When GOP Rep. Billy Long (R-7) first ran for Congress there were whispers that, in today’s parlance, he was more than familiar with the swamp that his idol, Donald Trump – evidently facetiously – promised to drain. With the arrest of New York GOP Rep. Chris Collins for insider trading, the swamp gas miasma around Long has thickened. Collins has been stripped of his position on the House Energy and Commerce Committee and he is under investigation by the House Ethics Committee. The question is why isn’t Rep. Long under similar investigation – or maybe he is and we just don’t know about it?
As The Daily Beast reported last year, Collins authored four bills that would likely have benefited the company. Two of them, separate versions of the same bill introduced in the 114th and 115th Congresses, had just one cosponsor: Rep. Billy Long (R-MO), a member of the House Energy and Commerce Subcommittee on Health, which has oversight over the Food and Drug Administration. While no one has accused him of any legal wrongdoing, Long also held stock in Innate. Long signed on to both pieces of legislation the day they were introduced. The first was filed in December 2016, and didn’t make it out of subcommittee before the session ended.

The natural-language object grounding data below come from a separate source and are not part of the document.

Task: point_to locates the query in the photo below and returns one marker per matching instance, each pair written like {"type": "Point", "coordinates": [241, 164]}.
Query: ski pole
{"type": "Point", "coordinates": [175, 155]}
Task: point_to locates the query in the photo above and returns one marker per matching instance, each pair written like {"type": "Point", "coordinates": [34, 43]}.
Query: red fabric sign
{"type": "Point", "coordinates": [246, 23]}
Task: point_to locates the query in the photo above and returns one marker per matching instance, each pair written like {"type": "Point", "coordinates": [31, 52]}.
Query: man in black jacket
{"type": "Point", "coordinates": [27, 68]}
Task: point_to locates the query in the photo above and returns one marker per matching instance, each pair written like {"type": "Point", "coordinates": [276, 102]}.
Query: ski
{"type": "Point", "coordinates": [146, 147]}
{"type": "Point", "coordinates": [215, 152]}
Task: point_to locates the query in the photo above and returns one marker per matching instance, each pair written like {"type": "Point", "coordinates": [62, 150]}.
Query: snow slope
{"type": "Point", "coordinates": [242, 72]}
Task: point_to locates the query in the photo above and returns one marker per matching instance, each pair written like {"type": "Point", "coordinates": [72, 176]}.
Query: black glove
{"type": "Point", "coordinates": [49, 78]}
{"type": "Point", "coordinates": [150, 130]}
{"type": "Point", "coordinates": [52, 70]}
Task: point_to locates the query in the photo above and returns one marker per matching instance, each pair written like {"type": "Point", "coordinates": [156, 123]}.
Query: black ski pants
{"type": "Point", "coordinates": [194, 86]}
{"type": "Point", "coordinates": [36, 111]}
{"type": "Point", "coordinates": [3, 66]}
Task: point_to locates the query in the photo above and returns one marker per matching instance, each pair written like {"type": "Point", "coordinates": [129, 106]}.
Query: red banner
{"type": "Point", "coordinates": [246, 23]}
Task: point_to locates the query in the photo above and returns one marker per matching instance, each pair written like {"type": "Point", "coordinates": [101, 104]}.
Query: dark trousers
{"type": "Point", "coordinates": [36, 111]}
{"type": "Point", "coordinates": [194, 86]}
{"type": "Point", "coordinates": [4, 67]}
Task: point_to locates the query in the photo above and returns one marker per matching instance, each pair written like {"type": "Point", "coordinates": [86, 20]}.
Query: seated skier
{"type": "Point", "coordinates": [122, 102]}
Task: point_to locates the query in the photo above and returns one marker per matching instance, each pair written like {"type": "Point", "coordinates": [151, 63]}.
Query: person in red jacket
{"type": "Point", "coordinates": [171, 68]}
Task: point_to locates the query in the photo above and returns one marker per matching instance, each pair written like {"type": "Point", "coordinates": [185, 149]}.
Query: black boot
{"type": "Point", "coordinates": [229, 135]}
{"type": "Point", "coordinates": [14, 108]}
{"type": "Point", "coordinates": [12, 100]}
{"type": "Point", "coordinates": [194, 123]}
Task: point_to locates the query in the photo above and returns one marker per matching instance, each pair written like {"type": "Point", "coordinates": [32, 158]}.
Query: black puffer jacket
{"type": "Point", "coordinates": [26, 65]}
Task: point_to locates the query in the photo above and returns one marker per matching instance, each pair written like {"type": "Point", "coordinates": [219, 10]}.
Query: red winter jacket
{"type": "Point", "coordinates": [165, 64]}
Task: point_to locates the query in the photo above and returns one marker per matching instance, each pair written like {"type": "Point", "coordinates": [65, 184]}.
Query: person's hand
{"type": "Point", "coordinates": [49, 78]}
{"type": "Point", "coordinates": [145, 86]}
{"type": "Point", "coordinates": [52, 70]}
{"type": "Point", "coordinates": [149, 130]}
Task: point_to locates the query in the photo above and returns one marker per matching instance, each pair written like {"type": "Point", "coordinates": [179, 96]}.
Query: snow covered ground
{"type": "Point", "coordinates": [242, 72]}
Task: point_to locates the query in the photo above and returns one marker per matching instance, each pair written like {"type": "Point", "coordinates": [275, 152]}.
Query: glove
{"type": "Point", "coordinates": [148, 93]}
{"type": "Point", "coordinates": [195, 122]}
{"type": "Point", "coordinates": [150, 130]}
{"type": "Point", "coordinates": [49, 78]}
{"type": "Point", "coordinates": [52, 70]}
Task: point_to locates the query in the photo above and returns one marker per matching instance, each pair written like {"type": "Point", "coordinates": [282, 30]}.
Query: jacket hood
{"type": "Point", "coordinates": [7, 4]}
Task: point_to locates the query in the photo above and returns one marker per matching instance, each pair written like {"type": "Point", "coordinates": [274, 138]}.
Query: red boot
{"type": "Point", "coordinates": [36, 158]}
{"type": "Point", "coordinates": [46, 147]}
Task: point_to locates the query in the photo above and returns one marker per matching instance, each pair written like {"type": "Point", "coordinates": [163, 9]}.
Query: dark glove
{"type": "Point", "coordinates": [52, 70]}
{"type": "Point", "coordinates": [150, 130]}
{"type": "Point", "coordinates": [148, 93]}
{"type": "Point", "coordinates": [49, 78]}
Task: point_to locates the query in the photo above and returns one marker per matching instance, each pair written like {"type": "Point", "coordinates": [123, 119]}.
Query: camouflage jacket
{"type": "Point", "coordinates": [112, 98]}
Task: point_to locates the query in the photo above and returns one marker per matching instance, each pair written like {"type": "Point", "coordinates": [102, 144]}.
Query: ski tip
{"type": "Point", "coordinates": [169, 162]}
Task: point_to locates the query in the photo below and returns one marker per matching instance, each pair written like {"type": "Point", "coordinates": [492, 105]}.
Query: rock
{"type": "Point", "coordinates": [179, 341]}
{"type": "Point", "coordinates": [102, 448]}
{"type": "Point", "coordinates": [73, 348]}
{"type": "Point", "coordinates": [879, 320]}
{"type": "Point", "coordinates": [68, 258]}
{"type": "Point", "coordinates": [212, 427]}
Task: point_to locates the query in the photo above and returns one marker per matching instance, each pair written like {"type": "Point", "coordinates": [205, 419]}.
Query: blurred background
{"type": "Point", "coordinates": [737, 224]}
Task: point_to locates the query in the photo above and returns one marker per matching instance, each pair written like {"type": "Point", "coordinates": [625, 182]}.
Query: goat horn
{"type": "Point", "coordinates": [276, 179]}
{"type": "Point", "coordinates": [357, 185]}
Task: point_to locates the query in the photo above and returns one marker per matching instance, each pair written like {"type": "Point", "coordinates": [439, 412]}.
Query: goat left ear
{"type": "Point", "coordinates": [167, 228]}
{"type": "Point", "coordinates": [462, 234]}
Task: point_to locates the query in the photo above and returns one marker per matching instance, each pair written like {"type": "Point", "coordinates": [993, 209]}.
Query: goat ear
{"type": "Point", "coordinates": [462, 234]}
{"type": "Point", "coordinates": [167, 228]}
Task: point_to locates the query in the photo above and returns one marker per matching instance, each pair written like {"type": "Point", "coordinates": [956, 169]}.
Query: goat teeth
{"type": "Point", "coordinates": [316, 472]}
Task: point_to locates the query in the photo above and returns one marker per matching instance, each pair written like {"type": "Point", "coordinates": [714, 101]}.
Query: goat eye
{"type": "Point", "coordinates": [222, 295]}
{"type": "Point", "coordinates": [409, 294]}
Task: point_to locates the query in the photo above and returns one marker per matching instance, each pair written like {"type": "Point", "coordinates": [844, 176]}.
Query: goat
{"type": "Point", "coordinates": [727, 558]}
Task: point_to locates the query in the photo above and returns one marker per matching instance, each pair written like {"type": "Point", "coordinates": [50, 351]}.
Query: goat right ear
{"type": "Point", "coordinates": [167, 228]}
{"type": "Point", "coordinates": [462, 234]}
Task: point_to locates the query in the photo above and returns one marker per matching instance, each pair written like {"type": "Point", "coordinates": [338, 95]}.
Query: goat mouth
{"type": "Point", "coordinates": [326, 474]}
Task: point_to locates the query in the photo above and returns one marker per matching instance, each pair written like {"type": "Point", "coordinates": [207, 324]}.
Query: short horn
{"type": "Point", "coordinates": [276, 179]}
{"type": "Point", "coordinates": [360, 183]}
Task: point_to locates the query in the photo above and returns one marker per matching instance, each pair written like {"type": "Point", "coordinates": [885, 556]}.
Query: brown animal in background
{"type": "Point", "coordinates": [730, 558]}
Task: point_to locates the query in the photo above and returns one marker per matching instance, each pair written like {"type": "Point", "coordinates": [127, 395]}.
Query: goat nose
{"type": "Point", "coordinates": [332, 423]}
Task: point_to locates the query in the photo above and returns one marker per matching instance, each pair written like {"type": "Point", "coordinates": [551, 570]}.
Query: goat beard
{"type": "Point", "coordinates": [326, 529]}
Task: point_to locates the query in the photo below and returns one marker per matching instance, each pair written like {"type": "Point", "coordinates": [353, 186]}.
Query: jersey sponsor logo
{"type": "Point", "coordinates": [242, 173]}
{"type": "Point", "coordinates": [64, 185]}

Then in January, Long bought between $15,000 and $50,000 in Innate stock, apparently as part of a Fidelity retirement account. In July, Collins once again introduced his bill, which would have expedited FDA approvals for treatments such as Innate’s, and Long was once again an immediate co-sponsor.

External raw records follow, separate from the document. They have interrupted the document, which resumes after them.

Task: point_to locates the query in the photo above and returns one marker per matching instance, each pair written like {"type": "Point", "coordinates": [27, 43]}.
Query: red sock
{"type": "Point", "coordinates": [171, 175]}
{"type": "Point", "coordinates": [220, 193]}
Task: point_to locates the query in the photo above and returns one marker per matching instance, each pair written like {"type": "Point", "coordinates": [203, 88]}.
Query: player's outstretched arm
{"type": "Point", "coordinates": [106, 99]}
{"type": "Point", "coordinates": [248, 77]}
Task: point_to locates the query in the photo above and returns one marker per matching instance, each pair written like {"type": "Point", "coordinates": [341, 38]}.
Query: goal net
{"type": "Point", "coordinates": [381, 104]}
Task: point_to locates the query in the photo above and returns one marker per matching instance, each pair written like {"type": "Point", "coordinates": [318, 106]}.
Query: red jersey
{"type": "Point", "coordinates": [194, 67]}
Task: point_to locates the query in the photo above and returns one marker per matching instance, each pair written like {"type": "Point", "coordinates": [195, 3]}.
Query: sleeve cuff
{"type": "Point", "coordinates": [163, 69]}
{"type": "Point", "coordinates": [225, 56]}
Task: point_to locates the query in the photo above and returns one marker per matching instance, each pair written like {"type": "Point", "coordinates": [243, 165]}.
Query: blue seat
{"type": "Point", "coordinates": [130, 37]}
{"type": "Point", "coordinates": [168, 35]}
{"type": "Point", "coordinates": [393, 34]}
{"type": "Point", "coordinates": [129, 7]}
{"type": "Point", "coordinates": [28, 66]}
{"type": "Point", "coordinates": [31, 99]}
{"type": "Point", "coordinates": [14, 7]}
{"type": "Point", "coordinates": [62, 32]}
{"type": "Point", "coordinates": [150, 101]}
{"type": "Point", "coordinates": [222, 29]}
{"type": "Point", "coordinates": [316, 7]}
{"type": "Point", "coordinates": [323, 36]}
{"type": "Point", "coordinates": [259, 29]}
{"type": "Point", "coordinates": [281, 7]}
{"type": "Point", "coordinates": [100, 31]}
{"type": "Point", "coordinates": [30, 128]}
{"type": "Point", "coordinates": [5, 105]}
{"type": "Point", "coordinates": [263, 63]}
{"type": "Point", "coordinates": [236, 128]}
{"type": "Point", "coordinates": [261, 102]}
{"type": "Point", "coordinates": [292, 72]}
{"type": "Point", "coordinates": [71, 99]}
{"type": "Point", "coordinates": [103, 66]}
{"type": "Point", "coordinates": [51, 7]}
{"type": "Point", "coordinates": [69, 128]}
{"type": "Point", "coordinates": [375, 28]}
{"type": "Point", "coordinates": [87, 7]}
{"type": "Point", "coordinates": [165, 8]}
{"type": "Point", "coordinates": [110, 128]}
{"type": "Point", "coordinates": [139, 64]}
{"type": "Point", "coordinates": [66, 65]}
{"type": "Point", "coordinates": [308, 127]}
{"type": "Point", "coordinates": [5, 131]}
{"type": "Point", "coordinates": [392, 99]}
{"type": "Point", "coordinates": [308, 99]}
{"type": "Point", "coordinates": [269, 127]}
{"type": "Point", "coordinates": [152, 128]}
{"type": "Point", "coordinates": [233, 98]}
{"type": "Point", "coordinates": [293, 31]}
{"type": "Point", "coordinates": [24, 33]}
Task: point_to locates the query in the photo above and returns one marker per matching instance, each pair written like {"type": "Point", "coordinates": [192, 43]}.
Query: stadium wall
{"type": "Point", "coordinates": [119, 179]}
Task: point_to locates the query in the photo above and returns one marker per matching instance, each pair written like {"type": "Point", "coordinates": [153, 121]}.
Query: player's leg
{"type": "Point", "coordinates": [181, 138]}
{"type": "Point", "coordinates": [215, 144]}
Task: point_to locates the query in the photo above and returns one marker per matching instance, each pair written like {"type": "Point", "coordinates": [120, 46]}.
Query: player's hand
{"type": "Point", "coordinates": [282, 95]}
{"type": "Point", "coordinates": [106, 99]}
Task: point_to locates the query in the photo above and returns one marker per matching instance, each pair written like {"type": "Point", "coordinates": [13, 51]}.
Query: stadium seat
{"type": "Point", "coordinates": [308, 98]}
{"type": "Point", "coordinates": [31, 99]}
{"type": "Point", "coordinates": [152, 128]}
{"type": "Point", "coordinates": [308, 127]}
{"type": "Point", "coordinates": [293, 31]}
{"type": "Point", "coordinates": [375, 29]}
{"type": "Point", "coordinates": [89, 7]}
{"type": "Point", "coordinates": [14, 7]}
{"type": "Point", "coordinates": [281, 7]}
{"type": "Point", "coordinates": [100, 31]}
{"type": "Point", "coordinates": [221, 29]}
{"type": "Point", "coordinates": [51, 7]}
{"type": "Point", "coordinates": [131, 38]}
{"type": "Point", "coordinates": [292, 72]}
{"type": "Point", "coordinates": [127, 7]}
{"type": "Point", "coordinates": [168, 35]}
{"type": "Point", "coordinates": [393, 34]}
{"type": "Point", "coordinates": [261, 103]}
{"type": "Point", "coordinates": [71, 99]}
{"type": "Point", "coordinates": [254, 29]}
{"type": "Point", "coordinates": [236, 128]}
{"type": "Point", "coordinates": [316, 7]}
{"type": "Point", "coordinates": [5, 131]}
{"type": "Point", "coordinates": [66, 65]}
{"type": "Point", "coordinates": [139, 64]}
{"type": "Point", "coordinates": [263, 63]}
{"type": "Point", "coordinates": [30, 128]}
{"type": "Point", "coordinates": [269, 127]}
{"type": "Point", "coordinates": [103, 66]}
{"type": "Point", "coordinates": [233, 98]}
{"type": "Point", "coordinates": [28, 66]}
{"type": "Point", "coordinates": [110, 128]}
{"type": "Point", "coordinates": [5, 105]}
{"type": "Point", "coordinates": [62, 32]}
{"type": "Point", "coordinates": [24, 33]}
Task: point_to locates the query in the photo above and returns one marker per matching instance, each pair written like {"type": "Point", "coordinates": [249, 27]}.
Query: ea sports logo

Long’s staff is of course denying that Long had any insider info from his colleague Collins with whom he coordinated to pass legislation that would enhance both their financial bottom lines – instead, his spokesperson claims, he just happened to decide to buy the Innate stock ” ‘when it became a daily topic on the nightly news in January of 2017,’ a timeline that suggests that Long, not a financial brokerage, made the decision to purchase Innate stock.” However, the circumstantial evidence amassed by Talking Points Memo (TPM) that Long and other GOP colleagues may have received insider information from Collins is somewhat compelling. As TPM notes:
[…] they all say they were just following the market and doing their own research. It had nothing to do with Chris Collins. Well, lots of reporting says Collins was pitching colleagues on it hard. And it seems like quite a coincidence that 5 members of Congress, all Republicans bought in. This seems to bear a lot more scrutiny.

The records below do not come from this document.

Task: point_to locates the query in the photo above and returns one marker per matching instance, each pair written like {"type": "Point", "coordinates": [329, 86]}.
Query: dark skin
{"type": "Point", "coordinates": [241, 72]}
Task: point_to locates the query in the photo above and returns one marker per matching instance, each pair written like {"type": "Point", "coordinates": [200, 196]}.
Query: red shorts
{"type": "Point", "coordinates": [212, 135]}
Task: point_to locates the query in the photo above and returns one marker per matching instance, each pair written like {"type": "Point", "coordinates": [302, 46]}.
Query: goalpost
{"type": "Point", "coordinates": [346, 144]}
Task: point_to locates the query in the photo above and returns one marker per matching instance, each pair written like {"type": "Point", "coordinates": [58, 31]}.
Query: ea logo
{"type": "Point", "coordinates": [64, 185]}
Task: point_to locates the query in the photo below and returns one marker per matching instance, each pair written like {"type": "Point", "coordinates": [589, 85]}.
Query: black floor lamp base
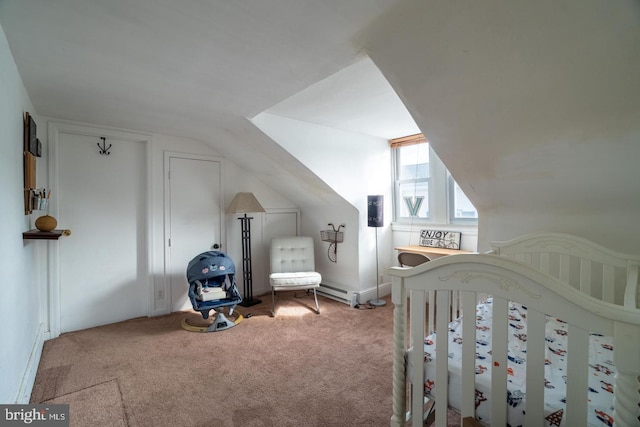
{"type": "Point", "coordinates": [249, 302]}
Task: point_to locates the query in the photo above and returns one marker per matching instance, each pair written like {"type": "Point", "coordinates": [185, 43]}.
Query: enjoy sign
{"type": "Point", "coordinates": [440, 239]}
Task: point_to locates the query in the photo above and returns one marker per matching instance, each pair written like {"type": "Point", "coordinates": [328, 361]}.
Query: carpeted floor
{"type": "Point", "coordinates": [297, 369]}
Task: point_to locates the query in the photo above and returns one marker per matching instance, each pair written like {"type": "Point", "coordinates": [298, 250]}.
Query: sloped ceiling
{"type": "Point", "coordinates": [180, 68]}
{"type": "Point", "coordinates": [533, 106]}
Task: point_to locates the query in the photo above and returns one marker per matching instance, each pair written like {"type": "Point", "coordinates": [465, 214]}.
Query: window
{"type": "Point", "coordinates": [424, 190]}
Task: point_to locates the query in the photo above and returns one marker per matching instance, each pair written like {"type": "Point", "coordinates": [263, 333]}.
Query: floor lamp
{"type": "Point", "coordinates": [375, 219]}
{"type": "Point", "coordinates": [245, 203]}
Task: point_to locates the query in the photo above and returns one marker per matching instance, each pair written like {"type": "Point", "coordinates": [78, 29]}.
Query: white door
{"type": "Point", "coordinates": [101, 198]}
{"type": "Point", "coordinates": [194, 218]}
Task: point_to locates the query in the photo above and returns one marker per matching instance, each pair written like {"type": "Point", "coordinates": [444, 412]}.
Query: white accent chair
{"type": "Point", "coordinates": [293, 267]}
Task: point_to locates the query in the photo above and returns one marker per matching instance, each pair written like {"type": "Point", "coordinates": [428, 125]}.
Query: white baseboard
{"type": "Point", "coordinates": [29, 376]}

Certainly, we know that Rep. Long is inclined to go easy when it comes to forestalling corrupt behavior, as would befit a guy with a reputation for being on the make. Remember Long’s 2017 vote to gut the Cardin-Lugar anti-corruption rule, “a major bipartisan law that helps safeguard trillions of dollars of payments to the US and governments around the world.”
However, given that most GOPers in the House voted the same way, – the party of corrupton perhaps? – I’m not holding my breath and would recommend that you also refrain to do so if you expect to see Long perp-walked out of Congress. The law got Collins fair and square, looks like Long may weasel out – and his fellow GOPers will probably be just fine with that -particularly those who may be equally guilty of conspiring with Collins to line their personal pockets.